The missile is believed to be the unique long-range Raduga Kh-101.
The stealthy airborne Kh-101, in development until recently, is said to be already in service with the Russian Air Force. It remains unclear whether Russia's strategic aviation launched this missile against ISIL targets on Tuesday.
"They might have. On the one hand, this would be an act of intimidation, on the other, testing of new weapons," defense expert Konstantin Sivkov told RIA Novosti. "It is one thing to test launch one or two missiles, it's another to actually use it in combat."
The Kh-101, outfitted with a conventional payload, has a maximum range of 5500 kilometers (over 3400 miles) and is capable of travelling at a maximum speed of 270 m/s. Its accuracy is reported to be around five to six meters.
The cruise missile is likely equipped on the Tupolev Tu-160 (Blackjack) and the Tupolev Tu-95 (Bear) strategic bombers. In a historic first for these models, the aircraft took part in an actual battle on Tuesday.
Russia's Ministry of Defense later released a video showing the strategic bombers in action in Syria.

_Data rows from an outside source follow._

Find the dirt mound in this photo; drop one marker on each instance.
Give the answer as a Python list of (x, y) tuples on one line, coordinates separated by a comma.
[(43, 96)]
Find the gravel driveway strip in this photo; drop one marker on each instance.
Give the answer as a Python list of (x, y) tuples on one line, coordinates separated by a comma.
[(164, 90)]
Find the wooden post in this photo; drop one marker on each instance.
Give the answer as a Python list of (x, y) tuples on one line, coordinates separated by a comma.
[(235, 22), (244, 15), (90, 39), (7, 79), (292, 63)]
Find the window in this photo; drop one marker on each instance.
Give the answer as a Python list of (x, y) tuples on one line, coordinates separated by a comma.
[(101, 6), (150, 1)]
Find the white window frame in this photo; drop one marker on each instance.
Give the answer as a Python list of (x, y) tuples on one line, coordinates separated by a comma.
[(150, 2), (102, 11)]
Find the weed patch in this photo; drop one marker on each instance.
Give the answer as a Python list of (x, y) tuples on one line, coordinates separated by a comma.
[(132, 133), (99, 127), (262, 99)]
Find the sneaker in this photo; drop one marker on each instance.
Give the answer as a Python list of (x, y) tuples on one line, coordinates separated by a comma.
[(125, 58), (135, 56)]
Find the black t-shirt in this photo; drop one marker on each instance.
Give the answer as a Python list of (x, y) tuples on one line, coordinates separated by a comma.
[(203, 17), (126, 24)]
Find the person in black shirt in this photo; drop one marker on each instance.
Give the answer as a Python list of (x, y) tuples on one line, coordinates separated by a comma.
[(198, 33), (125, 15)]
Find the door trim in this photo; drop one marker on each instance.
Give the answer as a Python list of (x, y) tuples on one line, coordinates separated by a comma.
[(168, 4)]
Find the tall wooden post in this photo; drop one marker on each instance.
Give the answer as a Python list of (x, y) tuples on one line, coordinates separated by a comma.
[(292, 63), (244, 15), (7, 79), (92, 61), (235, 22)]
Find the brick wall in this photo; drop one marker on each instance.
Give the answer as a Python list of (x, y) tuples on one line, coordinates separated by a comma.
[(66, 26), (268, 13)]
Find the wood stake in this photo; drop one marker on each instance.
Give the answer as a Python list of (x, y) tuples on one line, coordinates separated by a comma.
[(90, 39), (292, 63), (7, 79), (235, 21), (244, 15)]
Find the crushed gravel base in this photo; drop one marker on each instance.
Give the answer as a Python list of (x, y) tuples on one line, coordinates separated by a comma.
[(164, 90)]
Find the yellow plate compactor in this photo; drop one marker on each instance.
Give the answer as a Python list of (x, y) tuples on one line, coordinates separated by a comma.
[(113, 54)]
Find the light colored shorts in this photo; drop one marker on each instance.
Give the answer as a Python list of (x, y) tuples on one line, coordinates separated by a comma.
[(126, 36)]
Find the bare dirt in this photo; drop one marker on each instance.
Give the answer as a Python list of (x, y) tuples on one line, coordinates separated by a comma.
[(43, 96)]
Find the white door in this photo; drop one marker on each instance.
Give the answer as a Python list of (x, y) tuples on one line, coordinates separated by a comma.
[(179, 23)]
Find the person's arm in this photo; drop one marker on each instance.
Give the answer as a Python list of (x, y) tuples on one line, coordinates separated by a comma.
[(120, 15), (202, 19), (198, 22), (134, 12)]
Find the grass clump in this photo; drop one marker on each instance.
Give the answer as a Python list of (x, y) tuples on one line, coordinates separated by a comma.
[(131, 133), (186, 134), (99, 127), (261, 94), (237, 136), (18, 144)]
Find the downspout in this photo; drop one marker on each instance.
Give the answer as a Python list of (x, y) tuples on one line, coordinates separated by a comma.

The Kh-101 "is a likely replacement for the Kh-55, developed to provide a conventional stand-off land-attack capability. The Kh-555 is based on the air force's nuclear Kh-55SM cruise missile, with the nuclear package replaced and an improved guidance system," the International Institute for Strategic Studies noted earlier this year.
A variation, known as the Kh-102, carries a nuclear warhead.
In early October, Russia made headlines after its Caspian Fleet launched a total of 26 Kalibr cruise missiles hitting all intended ISIL targets in Syria.